As Howard Gleckman explained in TaxVox back in June, a corporate inversion leaves the U.S. business in place with a foreign firm as the new owner. That restructuring, combined with income shifts it makes possible, can cut or even eliminate the taxes the U.S. business owes the American government. No workers or production activities have to move; only legal ownership leaves for foreign shores.
But not everyone saves on taxes. As Laura Saunders discussed in the Wall Street Journal (pay wall) a couple of weeks back, an inversion that cuts the corporation’s tax bill can increase income taxes for the firm’s stockholders. An inversion, in effect, is the sale of a U.S. firm to a foreign company. Stockholders in the U.S. firm are deemed to have sold their shares in the U.S. firm in exchange for shares in the new foreign-based entity.
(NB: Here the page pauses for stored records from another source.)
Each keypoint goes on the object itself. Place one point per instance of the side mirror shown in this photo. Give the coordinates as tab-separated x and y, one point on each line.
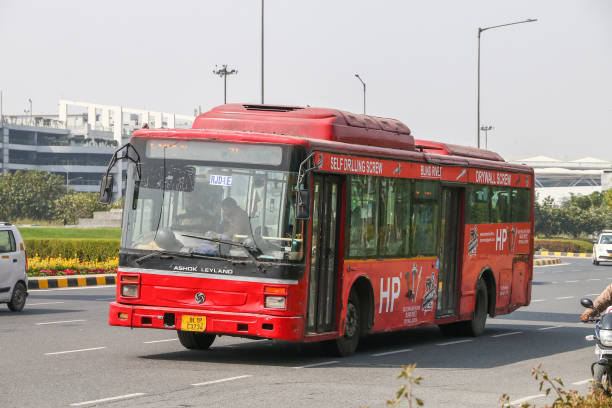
106	189
302	205
588	303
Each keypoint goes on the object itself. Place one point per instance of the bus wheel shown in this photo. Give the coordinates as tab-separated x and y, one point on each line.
347	344
475	327
195	341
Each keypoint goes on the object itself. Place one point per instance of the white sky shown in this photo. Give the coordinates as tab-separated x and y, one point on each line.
546	87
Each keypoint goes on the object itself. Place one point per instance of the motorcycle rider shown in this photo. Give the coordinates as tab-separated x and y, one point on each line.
601	303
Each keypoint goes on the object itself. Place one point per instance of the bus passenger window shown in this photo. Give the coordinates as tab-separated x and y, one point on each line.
478	204
363	217
424	218
521	205
500	205
395	216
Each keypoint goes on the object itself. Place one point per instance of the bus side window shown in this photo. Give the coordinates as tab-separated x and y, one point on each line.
521	204
478	204
500	205
395	217
363	216
424	218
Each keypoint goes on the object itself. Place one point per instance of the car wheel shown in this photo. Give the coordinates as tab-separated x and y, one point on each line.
19	297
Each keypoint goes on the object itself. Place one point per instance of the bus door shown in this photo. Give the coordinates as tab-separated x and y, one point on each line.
449	250
322	286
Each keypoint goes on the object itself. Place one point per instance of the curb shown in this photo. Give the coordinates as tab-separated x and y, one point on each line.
549	261
70	282
566	254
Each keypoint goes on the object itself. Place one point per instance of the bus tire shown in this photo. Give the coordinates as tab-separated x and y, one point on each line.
347	344
449	329
195	341
475	327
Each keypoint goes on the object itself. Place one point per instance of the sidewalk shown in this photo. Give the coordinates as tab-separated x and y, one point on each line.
50	282
566	254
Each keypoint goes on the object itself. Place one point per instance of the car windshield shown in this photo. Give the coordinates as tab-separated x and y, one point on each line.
200	205
605	239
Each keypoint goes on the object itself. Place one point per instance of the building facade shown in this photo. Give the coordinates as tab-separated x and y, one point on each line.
76	146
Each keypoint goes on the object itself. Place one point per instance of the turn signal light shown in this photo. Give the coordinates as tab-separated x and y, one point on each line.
275	302
129	290
273	290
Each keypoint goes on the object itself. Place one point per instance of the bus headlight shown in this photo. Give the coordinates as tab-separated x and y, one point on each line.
275	302
605	336
129	290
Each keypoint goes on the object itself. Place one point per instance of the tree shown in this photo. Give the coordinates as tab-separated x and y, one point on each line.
29	194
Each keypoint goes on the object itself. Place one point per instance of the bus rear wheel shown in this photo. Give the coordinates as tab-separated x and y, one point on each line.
195	341
347	344
475	327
They get no cash, just a stake in the new company.
Unfortunately for those investors, those shares often do poorly. A new study by Reuters found that the stocks of more than a third of the 52 inversions accomplished over the last three decades underperformed the S&P 500. Of course, many firms do well: another third beat the market average.
In any case, an inversion’s “sale” of U.S. shares is a taxable transaction as far as the IRS and states are concerned. If the sales value of the stock exceeds its basis, the stockowner owes tax on the capital gain. Those gains will likely be largest for long-time stockholders who purchased shares at low prices. Recent buyers of the firm’s stock tend to have smaller gains and hence smaller tax bills.
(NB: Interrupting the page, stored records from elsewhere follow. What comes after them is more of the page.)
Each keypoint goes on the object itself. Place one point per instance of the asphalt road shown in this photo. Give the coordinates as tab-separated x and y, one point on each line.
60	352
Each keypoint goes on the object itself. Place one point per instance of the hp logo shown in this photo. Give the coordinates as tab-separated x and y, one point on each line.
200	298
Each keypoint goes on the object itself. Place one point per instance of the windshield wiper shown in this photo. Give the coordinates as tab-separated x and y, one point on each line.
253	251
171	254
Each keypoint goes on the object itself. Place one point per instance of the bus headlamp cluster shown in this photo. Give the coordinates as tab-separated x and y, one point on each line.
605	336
People who own shares through qualified retirement plans such as 401K plans or who benefit from accruals in defined benefit retirement plans are off the hook, as are tax-exempt investors such as universities and other charitable organizations. And low- and moderate-income shareholders won’t owe additional federal taxes since investors in the 15 percent bracket or below pay no federal income tax on capital gains. They may owe tax on their gains to their states, though, depending on where they live.
High-income taxpayers could face a big hit, however. The top rate on gains is now 20 percent, which jumps to about 25 percent when the limitation on itemized deductions (about 1.2 percentage points) and the Affordable Care Act’s net investment income tax (3.8 percentage points) kick in. In 2014, the limitation on deductions hits when income tops $254,200 ($305,050 for joint filers, both values indexed for inflation) and the investment tax affects people with income over $200,000 ($250,000 for couples, neither value indexed). Tack on state income taxes and high-income stockholders could owe nearly a third of their gains to the taxman.
Of course, stockholders also get a new, higher basis for their stock in the foreign corporation, which will reduce the tax they pay if they sell their shares later. Unless they plan to keep their holdings until they die (when their heirs will inherit their stock with stepped-up basis), paying tax now mostly shifts the timing of their tax bills. They just have to come up with cash to pay Uncle Sam.
Some affected stockholders will be able to offset their gains with capital losses on other investments or use other means to reduce their tax bite. Some will have enough cash to cover the additional tax. But some will be forced to liquidate assets—possibly the foreign firm’s stock they got from the inversion—to pay their higher taxes. A corporate inversion may be great for a firm’s executives, but when it comes to shareholders, it’s not always such a wonderful deal.